Like the last reviewer - never again! We tried to do the upper loop today. It started out fine but then we got into the shoulder high stinging nettles. It covers the trail making it very hard to navigate. There were enough tree markers but since you cannot see the trail - it was hard. We finally gave up and turned around. Miserable hike. The lower loop was fine but nothing special.
We have hiked the lower loop 40 some times in all weather it is wonderful always changing with the seasons . We just hiked the upper loop today. Never again this trail was torture the stinging nettles are very pain full and abundant. No views to see either. We will stick to the lower loop from now on.

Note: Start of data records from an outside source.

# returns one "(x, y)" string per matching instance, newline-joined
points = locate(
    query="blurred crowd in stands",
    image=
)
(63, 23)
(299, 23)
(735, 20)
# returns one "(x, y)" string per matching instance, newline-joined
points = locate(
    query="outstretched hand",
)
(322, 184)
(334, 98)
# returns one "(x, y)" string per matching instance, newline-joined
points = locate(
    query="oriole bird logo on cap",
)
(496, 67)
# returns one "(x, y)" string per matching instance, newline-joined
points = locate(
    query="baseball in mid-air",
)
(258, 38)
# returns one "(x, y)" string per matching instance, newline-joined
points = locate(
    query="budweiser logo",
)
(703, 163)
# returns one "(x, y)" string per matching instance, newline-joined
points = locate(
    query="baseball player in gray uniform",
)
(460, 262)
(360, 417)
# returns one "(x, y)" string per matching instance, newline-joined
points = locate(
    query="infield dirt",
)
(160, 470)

We hiked the Hoop Hole Trail in combination with the Iron Ore Trail which starts at the base of Roaring Run Furnace to create an approximate 14 mile loop The Hoop Hole section was in decent condition and we had no trouble following the blazes and staying on the trail, except for a few places along the ridge and boulder field crossings. I was disappointed with the views- mostly through trees with no good rock outcroppings- but that was the only downside. We even bushwhacked our way up to the top of Pine Mountain to catch some views, but were again at a loss to find them. The upper loop is remote and feels wild. We saw only two other hikers on the entire trip. We also observed a family of black bear from a distance frolic in the woods and pass by us unaware. As for the lower portion, it was lush, green, and thick with Rhododendron. There were a number of stream crossings which were beautiful. For an added bonus, the Roaring Run Rec Area is a well-maintained park with an enormous pre civil war stone furnace to explore, along with a short, scenic walk to a large waterfall and numerous rock slides and swimming holes. I definitely plan on coming back to this spot again with family to swim when it's warmer. Overall, there are more interesting trails out there, but this one had most of what we were looking for. Far added interest, start at Roaring Run Rec Area a few miles north of the listed trailhead and access the loop from there.
We hiked the 9.7 mile Hoop Hole trail in the spring of 2010. It was a family hike with our two sons ages 15 and 13. We started in the early morning around 8 am and finished around 6 pm. We stopped on the up hill climb for maybe 30 minutes so the boys could play in the cold mountain stream and then stopped for 45-60 minute for lunch at the top of Pine Mountain. Otherwise, other than short breaks on the trail, we were on the move. As others have noted the lower section is absolutely beautiful. When we started the mountain was shrouded in a heavy fog which we hiked through for several hours. This hike has an elevation gain in the first 4 miles of roughly 2,400 feet and most of this gain, around 1,700 feet, occurs over miles 3 and 4. As others mentioned,the fourth mile takes you through some fairly rugged, boulder strewn, terrain as you approach the top of Pine Mountain. This section is neither well marked nor heavily traveled. So, finding and staying on the trail takes some effort. We hiked the trail in early April. So, the stinging nettles were not a problem. However, we spent considerable time and effort climbing over and under a number of fallen trees that blocked the trail. The upside of an April hike was that we had some glorious views both ascending and descending the mountain. We selected the hike for the elevation gain and so had anticipated some rough going. With this said, I still under estimated the difficulty of the hike. We ran short on water even though we were carrying at least 2.5 liters per person (10 Nalgenes). The take away. Always carry some iodine tabs or a water filter, if preferred. The hike wore us all out. But was a good learning experience and the views in April were rather amazing. How you rate a hike is a function of expectations and goals. I'd like to do the hike again. Perhaps with an overnight stay up on the mountain. The average hiker will want to avoid the upper loop. But if your looking for something different. Go for it.